Not Acknowledging Your Guests
It may seem silly, but plan how you’re going to great your guests. Often, the bride and groom will stand at the end of a receiving line after the ceremony. This ensures the couple can greet all of their guests. If you want to skip straight to the reception, you might consider, instead, making the rounds while guests are seated at their tables. Whatever you decide to do, try your best to say hello to everyone and thank them for coming. This is particularly important for all of your out-of-town guests. Let them know you appreciate them making the trip to be there on your big day.

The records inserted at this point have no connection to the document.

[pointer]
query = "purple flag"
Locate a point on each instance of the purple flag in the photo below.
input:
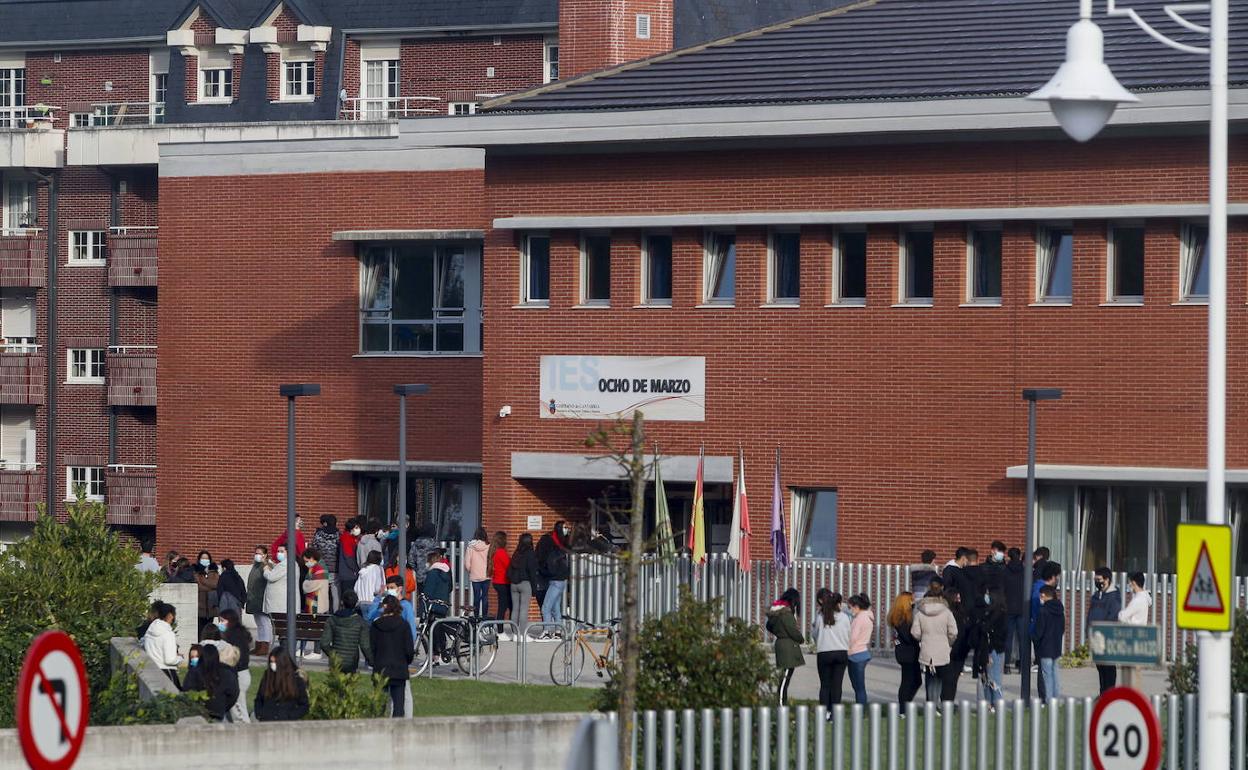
(779, 543)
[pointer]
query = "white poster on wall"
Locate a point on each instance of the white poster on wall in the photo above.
(610, 387)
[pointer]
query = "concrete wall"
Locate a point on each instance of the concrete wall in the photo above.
(514, 743)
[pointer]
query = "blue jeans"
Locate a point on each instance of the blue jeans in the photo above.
(1048, 673)
(990, 682)
(858, 675)
(552, 605)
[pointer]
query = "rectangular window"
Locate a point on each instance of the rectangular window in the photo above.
(85, 366)
(657, 270)
(89, 479)
(550, 60)
(1055, 258)
(984, 247)
(421, 298)
(216, 84)
(536, 271)
(1126, 263)
(87, 246)
(1194, 263)
(381, 89)
(849, 267)
(719, 268)
(595, 270)
(785, 268)
(916, 266)
(298, 80)
(814, 522)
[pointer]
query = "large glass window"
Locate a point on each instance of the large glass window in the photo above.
(657, 270)
(719, 268)
(1055, 258)
(985, 255)
(1127, 265)
(419, 298)
(850, 267)
(916, 266)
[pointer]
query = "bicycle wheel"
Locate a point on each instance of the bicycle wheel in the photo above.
(422, 659)
(567, 663)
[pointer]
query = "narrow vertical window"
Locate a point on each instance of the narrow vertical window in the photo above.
(595, 270)
(985, 273)
(657, 270)
(785, 267)
(1055, 258)
(1126, 263)
(1194, 263)
(536, 271)
(916, 266)
(719, 268)
(850, 268)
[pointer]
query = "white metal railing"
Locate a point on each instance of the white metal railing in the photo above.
(28, 116)
(120, 114)
(390, 107)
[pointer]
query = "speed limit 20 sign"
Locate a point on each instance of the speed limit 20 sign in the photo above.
(1125, 733)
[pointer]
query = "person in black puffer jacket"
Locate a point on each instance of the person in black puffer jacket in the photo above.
(393, 652)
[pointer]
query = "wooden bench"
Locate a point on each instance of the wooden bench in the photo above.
(307, 627)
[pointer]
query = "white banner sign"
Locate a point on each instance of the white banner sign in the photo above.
(609, 387)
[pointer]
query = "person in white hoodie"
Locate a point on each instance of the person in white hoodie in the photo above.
(830, 629)
(476, 559)
(1136, 613)
(160, 643)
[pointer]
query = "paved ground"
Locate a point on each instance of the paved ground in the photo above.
(882, 677)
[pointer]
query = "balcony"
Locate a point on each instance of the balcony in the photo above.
(131, 376)
(132, 256)
(131, 492)
(28, 139)
(23, 375)
(391, 107)
(23, 258)
(21, 491)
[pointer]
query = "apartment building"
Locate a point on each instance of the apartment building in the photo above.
(91, 89)
(848, 238)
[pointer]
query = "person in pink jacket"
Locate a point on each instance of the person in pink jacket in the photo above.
(860, 639)
(477, 560)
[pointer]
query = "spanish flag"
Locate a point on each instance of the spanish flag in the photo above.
(698, 527)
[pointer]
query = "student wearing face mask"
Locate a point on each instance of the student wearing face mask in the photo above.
(1103, 607)
(256, 584)
(282, 694)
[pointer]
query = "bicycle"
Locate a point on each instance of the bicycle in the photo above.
(568, 660)
(459, 634)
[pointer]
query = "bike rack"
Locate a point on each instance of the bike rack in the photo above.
(517, 640)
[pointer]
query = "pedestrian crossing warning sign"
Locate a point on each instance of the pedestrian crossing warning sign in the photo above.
(1204, 577)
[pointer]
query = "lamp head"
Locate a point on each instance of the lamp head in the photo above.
(1083, 92)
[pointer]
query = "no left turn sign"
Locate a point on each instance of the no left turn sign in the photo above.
(1125, 733)
(53, 703)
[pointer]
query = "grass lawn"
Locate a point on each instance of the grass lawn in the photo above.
(468, 698)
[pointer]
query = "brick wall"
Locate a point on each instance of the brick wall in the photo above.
(911, 413)
(272, 300)
(595, 34)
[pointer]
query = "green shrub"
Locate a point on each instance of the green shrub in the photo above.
(76, 577)
(1183, 679)
(692, 659)
(337, 695)
(119, 704)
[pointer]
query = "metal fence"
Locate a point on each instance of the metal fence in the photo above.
(966, 735)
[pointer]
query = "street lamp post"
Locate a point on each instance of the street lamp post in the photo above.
(1031, 396)
(403, 392)
(1083, 100)
(290, 392)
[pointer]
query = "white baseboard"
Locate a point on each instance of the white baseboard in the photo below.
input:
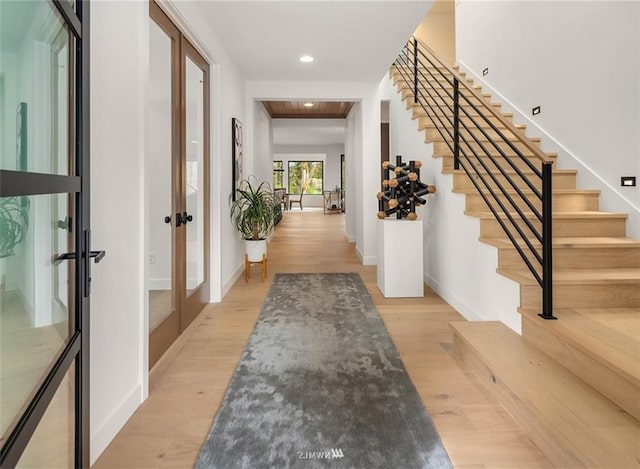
(454, 301)
(107, 430)
(229, 283)
(159, 284)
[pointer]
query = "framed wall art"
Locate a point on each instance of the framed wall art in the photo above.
(237, 164)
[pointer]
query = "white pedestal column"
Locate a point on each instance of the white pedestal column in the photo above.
(400, 266)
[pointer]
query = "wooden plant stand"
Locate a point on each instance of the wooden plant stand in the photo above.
(247, 267)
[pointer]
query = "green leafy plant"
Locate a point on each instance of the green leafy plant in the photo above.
(253, 213)
(14, 223)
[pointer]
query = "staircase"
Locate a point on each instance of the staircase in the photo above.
(572, 383)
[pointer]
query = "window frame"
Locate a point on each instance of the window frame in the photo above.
(293, 162)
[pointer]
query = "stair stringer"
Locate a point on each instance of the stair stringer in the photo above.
(458, 267)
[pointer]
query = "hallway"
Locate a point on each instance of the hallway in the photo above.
(169, 428)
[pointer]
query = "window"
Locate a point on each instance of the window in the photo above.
(278, 174)
(307, 175)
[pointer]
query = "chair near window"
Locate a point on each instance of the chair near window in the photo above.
(296, 201)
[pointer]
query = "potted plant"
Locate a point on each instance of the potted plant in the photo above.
(254, 214)
(14, 224)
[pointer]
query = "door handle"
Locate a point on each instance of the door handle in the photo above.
(97, 256)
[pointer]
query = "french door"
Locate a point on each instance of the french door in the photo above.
(177, 181)
(45, 243)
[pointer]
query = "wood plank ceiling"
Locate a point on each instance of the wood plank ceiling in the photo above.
(297, 109)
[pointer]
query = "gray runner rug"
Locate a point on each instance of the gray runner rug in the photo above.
(320, 384)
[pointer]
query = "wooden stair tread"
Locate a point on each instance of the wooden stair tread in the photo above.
(570, 242)
(553, 405)
(577, 276)
(610, 336)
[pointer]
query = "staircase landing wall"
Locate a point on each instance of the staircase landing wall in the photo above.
(578, 61)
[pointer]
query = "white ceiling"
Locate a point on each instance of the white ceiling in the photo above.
(350, 40)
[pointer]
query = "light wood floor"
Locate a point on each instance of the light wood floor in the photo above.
(169, 428)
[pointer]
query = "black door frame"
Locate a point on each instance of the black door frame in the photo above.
(23, 183)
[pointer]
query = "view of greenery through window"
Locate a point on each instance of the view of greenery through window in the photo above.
(307, 175)
(278, 174)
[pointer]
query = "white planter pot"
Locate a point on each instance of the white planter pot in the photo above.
(256, 249)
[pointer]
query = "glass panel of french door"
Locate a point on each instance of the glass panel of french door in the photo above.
(162, 182)
(43, 264)
(194, 173)
(195, 169)
(34, 325)
(53, 441)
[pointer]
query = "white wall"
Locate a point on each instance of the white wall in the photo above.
(579, 61)
(262, 143)
(118, 336)
(361, 205)
(457, 266)
(438, 30)
(119, 70)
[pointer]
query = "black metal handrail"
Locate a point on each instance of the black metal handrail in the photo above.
(493, 153)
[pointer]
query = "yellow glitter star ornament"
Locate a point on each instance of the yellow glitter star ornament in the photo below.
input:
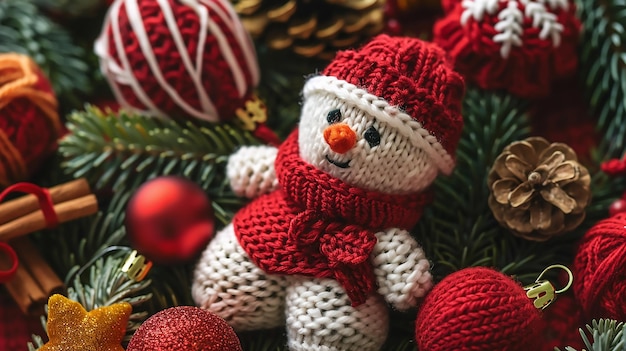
(72, 328)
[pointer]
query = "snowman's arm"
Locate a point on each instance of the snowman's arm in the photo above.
(250, 170)
(401, 268)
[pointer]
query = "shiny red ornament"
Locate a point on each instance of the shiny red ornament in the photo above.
(618, 206)
(521, 46)
(169, 220)
(178, 58)
(477, 309)
(600, 269)
(184, 328)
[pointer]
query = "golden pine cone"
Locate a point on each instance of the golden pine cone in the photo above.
(311, 28)
(538, 190)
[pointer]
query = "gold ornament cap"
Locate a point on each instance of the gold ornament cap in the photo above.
(543, 292)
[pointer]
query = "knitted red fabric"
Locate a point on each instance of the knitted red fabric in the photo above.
(478, 309)
(529, 69)
(600, 269)
(316, 225)
(29, 122)
(216, 75)
(412, 74)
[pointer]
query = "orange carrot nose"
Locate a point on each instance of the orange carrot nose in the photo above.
(340, 137)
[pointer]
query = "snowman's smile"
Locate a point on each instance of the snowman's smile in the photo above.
(337, 163)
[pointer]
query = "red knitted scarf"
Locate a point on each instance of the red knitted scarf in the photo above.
(317, 225)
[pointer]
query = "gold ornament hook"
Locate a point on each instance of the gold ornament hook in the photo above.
(570, 276)
(542, 292)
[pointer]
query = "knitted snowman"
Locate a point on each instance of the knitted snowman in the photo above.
(325, 247)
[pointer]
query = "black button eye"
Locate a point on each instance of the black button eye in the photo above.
(372, 136)
(333, 116)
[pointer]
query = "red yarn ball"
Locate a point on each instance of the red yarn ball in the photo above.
(178, 58)
(169, 220)
(531, 65)
(600, 269)
(184, 328)
(478, 309)
(29, 121)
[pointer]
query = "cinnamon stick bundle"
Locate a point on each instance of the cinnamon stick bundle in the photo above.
(34, 280)
(22, 216)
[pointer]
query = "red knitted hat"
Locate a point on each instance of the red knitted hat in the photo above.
(406, 83)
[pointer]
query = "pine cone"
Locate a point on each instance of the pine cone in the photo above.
(311, 28)
(538, 190)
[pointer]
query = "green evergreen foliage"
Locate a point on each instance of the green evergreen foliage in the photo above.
(24, 29)
(458, 230)
(121, 152)
(105, 286)
(606, 335)
(603, 69)
(283, 75)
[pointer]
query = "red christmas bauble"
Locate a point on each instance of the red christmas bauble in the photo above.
(184, 328)
(521, 46)
(29, 121)
(169, 219)
(600, 269)
(478, 309)
(178, 58)
(618, 206)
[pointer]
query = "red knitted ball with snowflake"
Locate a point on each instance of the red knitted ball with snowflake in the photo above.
(521, 46)
(177, 58)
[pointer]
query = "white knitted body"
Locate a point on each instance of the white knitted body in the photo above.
(251, 170)
(227, 283)
(316, 312)
(320, 318)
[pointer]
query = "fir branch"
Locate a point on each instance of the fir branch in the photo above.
(124, 151)
(458, 230)
(81, 241)
(23, 29)
(606, 335)
(603, 68)
(283, 76)
(105, 286)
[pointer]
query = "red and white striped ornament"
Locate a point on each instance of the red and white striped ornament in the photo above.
(518, 45)
(177, 58)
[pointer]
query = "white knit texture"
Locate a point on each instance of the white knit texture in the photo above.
(228, 284)
(251, 171)
(401, 268)
(381, 110)
(395, 166)
(320, 318)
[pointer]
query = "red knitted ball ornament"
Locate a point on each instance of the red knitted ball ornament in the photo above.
(521, 46)
(29, 121)
(184, 328)
(600, 269)
(177, 58)
(477, 309)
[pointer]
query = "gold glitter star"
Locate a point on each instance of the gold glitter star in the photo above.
(71, 328)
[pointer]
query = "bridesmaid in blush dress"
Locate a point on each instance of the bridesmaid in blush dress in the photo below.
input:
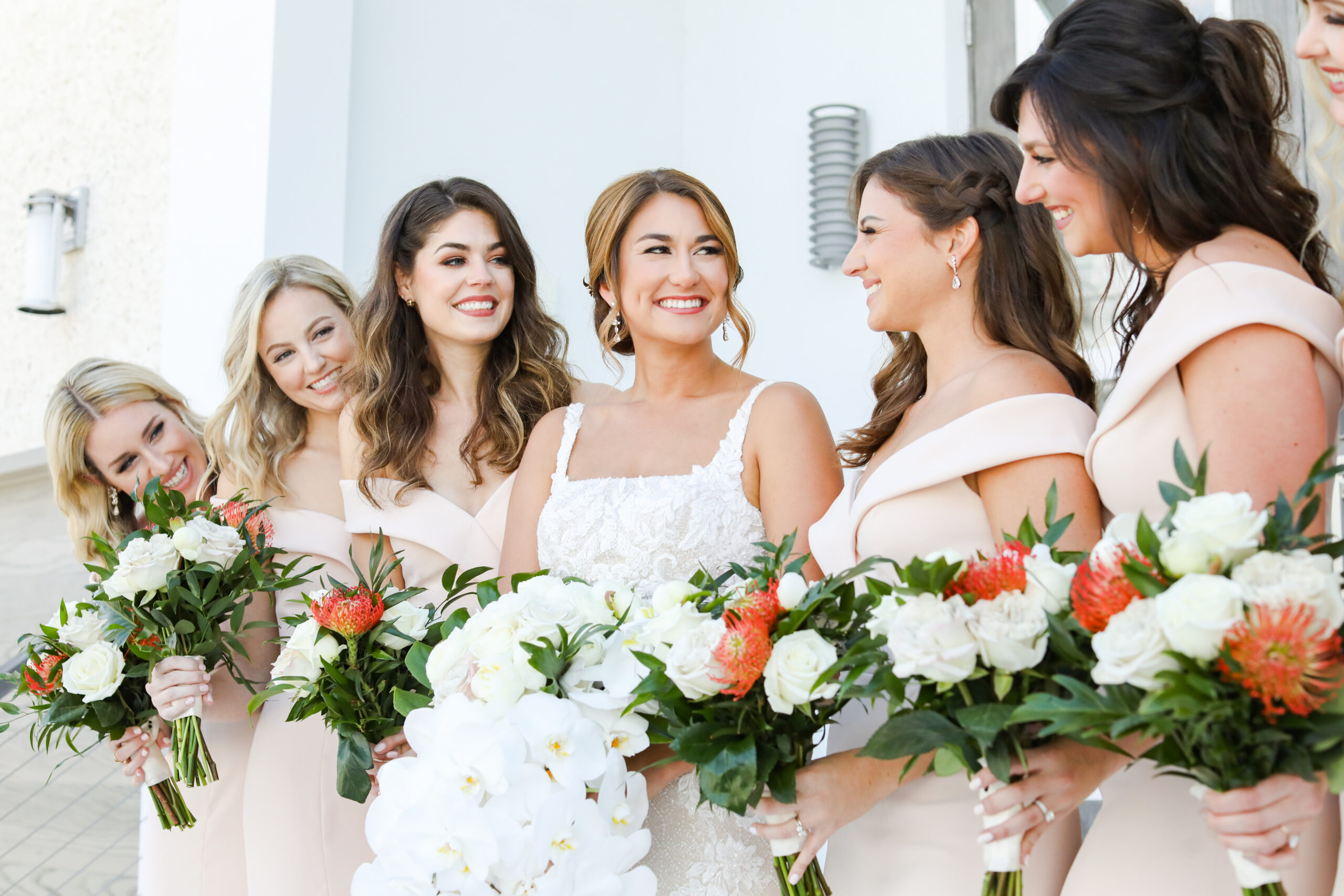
(457, 361)
(275, 438)
(980, 407)
(1227, 344)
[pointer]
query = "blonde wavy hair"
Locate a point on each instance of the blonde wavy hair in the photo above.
(257, 428)
(88, 393)
(1326, 159)
(606, 227)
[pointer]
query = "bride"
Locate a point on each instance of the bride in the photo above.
(687, 468)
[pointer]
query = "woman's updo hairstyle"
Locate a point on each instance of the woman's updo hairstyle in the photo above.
(1179, 121)
(1026, 294)
(606, 227)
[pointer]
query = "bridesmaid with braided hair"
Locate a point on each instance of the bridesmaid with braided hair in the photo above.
(983, 404)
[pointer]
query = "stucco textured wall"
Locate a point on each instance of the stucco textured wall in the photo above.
(88, 101)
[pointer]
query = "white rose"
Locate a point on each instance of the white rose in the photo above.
(1300, 577)
(304, 652)
(928, 637)
(96, 672)
(1047, 579)
(791, 590)
(409, 620)
(81, 630)
(691, 664)
(203, 542)
(793, 668)
(1229, 522)
(1012, 630)
(1132, 649)
(144, 566)
(1198, 610)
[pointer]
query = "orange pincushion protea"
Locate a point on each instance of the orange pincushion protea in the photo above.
(1284, 660)
(44, 678)
(234, 512)
(987, 578)
(349, 610)
(1101, 589)
(742, 653)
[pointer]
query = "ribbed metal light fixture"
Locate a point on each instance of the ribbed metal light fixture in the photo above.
(838, 133)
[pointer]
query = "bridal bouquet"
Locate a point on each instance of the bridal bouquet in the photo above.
(970, 641)
(354, 659)
(182, 586)
(81, 675)
(1217, 632)
(743, 679)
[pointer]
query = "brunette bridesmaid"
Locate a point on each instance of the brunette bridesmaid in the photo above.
(983, 404)
(456, 362)
(111, 428)
(1152, 135)
(275, 438)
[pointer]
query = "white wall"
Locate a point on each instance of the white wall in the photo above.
(550, 102)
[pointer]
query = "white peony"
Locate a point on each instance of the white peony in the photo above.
(1300, 577)
(304, 652)
(81, 630)
(928, 637)
(792, 590)
(1011, 630)
(201, 541)
(409, 620)
(691, 664)
(1229, 523)
(792, 671)
(1196, 612)
(96, 672)
(143, 566)
(1047, 579)
(1132, 649)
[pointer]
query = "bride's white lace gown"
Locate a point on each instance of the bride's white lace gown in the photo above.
(644, 531)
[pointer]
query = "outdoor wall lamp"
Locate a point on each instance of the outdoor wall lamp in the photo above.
(47, 242)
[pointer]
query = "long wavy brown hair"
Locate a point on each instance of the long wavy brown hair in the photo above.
(1026, 289)
(394, 375)
(1178, 119)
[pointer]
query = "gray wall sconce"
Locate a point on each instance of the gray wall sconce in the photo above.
(838, 147)
(47, 242)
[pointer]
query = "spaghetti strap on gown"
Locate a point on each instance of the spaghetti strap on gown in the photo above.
(1150, 835)
(921, 839)
(644, 531)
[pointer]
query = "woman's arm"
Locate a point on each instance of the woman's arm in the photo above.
(791, 469)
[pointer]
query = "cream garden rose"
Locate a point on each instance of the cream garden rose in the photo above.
(793, 667)
(96, 672)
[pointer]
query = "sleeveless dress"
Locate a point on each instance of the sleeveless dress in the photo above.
(303, 839)
(921, 839)
(1150, 835)
(429, 531)
(644, 531)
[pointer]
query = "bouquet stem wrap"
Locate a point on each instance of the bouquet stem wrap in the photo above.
(169, 801)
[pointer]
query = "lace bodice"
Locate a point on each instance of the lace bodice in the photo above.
(651, 529)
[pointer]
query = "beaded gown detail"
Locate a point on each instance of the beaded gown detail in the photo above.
(644, 531)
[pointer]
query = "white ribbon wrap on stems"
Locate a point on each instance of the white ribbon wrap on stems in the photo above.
(156, 766)
(1002, 855)
(1249, 875)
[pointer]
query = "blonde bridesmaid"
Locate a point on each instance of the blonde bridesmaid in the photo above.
(983, 404)
(275, 438)
(456, 363)
(1152, 135)
(111, 428)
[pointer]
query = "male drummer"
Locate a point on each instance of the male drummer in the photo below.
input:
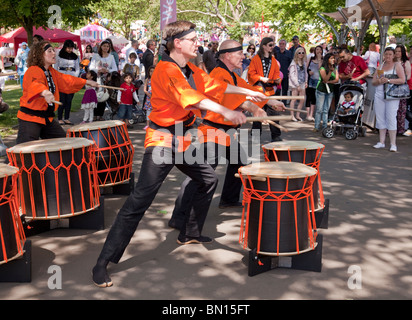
(179, 89)
(219, 134)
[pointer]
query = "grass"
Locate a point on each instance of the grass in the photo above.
(11, 95)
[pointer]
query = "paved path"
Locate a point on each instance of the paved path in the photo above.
(370, 227)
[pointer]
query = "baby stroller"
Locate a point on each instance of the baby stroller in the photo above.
(348, 124)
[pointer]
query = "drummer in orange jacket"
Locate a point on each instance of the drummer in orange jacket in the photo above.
(41, 86)
(215, 131)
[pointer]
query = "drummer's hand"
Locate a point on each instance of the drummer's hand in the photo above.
(92, 83)
(256, 96)
(48, 96)
(276, 105)
(236, 117)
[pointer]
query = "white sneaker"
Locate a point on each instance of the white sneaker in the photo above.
(408, 133)
(379, 145)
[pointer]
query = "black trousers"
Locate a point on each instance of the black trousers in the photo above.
(232, 186)
(30, 131)
(65, 108)
(152, 174)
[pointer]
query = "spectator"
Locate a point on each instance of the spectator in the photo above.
(264, 71)
(149, 55)
(372, 58)
(329, 76)
(402, 58)
(209, 57)
(352, 68)
(284, 57)
(298, 80)
(314, 65)
(385, 110)
(67, 63)
(295, 41)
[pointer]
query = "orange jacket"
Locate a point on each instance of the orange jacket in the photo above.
(35, 82)
(256, 71)
(173, 99)
(230, 101)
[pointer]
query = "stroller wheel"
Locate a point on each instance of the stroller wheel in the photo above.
(328, 132)
(351, 134)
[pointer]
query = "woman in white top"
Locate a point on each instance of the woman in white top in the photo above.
(298, 79)
(102, 63)
(372, 57)
(385, 110)
(67, 62)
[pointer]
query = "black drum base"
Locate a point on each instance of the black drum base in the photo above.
(125, 188)
(18, 270)
(91, 220)
(322, 216)
(308, 261)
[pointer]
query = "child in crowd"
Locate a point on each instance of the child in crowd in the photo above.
(89, 101)
(348, 105)
(125, 98)
(148, 92)
(131, 67)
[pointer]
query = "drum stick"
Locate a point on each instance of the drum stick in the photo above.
(110, 87)
(252, 177)
(274, 118)
(296, 110)
(286, 98)
(277, 125)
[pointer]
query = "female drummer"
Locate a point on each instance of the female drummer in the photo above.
(42, 86)
(179, 89)
(264, 72)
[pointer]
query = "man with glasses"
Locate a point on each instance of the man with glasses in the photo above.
(209, 57)
(352, 68)
(180, 91)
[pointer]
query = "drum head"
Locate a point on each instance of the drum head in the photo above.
(50, 145)
(293, 145)
(6, 170)
(96, 125)
(278, 170)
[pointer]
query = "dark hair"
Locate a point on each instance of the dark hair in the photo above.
(93, 74)
(325, 62)
(264, 42)
(404, 56)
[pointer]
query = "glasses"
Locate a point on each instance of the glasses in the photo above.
(194, 40)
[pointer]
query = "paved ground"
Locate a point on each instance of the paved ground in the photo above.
(369, 231)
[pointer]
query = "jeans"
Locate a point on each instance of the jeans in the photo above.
(152, 175)
(323, 101)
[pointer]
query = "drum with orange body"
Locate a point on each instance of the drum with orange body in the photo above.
(57, 177)
(12, 236)
(276, 218)
(114, 150)
(306, 152)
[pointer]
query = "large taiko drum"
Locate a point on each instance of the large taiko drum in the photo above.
(306, 152)
(57, 177)
(12, 236)
(114, 150)
(276, 218)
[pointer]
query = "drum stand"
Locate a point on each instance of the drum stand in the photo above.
(19, 269)
(308, 261)
(91, 220)
(322, 216)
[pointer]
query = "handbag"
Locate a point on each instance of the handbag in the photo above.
(395, 91)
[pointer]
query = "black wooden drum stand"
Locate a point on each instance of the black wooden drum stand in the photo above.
(308, 261)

Putting Off Thank You Notes
Order your thank you cards before the wedding so you can start hand writing (yes, you should hand write) your notes as soon as possible. You might even consider ordering them when you order the invitations, if you want them to match. In terms of when to send out your thank you’s, Brides has laid down the law: “Let’s set the record straight: You do not have a year to mail your thank-you cards. Instead, for gifts received during the engagement party and shower, send a thank you within two to three weeks of the festivities; for gifts sent before the wedding date, send a card as soon as possible but definitely before the wedding; for gifts given on the wedding day itself, mail a thank-you note within three months; and for gifts received after your wedding, send one within two to three weeks.” Capiche?